Inactive in the suffrage movement during the Civil War, Lucy Stone and Henry Blackwell became active again when the war ended and the Fourteenth Amendment was proposed, giving the vote to black men. For the first time, the Constitution would, with this Amendment, mention “male citizens” explicitly. Most woman suffrage activists were outraged. Many saw the possible passage of this Amendment as setting the cause of woman suffrage back.
In 1867, Stone again went on a full lecture tour to Kansas and New York, working for woman suffrage state amendments, trying to work for both black and woman suffrage.

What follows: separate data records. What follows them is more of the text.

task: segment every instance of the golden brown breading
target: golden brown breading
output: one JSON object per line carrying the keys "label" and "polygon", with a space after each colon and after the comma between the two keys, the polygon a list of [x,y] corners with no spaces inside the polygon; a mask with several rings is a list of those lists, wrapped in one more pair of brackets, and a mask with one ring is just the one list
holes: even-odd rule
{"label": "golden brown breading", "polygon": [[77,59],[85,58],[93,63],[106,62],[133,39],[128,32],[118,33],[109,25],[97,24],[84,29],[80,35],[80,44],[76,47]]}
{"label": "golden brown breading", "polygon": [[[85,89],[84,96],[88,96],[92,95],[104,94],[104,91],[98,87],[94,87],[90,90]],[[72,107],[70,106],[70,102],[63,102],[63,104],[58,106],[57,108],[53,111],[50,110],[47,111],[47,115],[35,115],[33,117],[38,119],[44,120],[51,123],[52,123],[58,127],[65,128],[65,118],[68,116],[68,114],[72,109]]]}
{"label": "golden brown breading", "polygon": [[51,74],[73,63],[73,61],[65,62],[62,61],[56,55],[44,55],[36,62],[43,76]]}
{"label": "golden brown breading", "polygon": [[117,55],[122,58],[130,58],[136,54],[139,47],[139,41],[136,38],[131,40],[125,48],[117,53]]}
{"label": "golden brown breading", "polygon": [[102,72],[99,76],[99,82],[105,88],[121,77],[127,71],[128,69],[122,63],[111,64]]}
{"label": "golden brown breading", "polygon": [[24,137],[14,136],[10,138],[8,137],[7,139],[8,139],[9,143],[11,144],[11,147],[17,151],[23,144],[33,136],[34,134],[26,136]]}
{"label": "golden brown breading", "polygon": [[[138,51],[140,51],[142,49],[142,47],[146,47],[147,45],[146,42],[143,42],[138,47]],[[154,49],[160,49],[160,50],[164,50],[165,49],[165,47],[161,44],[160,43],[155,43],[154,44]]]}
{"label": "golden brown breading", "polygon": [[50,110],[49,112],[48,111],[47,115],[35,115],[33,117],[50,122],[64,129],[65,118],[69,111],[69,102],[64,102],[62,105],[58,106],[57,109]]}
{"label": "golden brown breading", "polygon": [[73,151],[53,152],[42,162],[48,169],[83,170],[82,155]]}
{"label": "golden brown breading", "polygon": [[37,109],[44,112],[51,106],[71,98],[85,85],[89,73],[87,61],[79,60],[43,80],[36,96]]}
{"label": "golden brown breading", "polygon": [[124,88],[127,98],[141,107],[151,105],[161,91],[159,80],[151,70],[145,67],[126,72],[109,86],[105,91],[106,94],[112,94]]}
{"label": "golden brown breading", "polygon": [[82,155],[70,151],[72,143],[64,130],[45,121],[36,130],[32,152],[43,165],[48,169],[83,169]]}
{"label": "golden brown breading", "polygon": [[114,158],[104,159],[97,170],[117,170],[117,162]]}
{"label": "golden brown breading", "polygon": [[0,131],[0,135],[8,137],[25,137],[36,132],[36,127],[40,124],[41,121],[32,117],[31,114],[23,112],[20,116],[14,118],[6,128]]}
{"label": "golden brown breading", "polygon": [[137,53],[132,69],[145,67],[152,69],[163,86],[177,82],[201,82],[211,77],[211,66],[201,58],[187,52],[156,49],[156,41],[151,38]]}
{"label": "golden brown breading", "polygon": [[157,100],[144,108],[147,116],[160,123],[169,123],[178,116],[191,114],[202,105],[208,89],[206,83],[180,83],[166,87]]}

The woman suffrage movement split, on this and other strategic grounds. The National Woman Suffrage Association, led by Susan B. Anthony and Elizabeth Cady Stanton, decided to oppose the Fourteenth Amendment, because of the language “male citizen.” Lucy Stone, Julia Ward Howe and Henry Blackwell led those who sought to keep the causes of black and woman suffrage together, and in 1869 they and others founded the American Woman Suffrage Association.
The next year, Lucy raised enough funds to start a suffrage weekly newspaper, The Woman’s Journal. For the first two years, it was edited by Mary Livermore, and then Lucy Stone and Henry Blackwell became the editors. Lucy Stone found working on a newspaper far more compatible with family life, compared with taking to the lecture circuit.
“But I do believe that a woman’s truest place is in a home, with a husband and with children, and with large freedom, pecuniary freedom, personal freedom, and the right to vote.” Lucy Stone to her adult daughter, Alice Stone Blackwell
Their daughter, Alice Stone Blackwell, attended Boston University, where she was one of two women in a class with 26 men. Later, she also became involved in The Woman’s Journal which survived until 1917, the later years under Alice’s sole editorship.
Lucy Stone’s radical move to keep her own name continued to inspire and enrage. In 1879, Massachusetts gave women a limited right to vote: for the school committee. But, in Boston, the registrars refused to let Lucy Stone vote unless she used her husband’s name. She continued to find that, on legal documents and when registering with her husband at hotels, she had to sign as “Lucy Stone, married to Henry Blackwell,” for her signature to be accepted as valid.
For all her radical reputation, Lucy Stone was identified in this later period with the conservative wing of the woman suffrage movement. The Woman’s Journal under Stone and Blackwell maintained a Republican Party line, opposing, for instance, labor movement organizing and strikes and Victoria Woodhull’s radicalism, in contrast to the Anthony-Stanton NWSA.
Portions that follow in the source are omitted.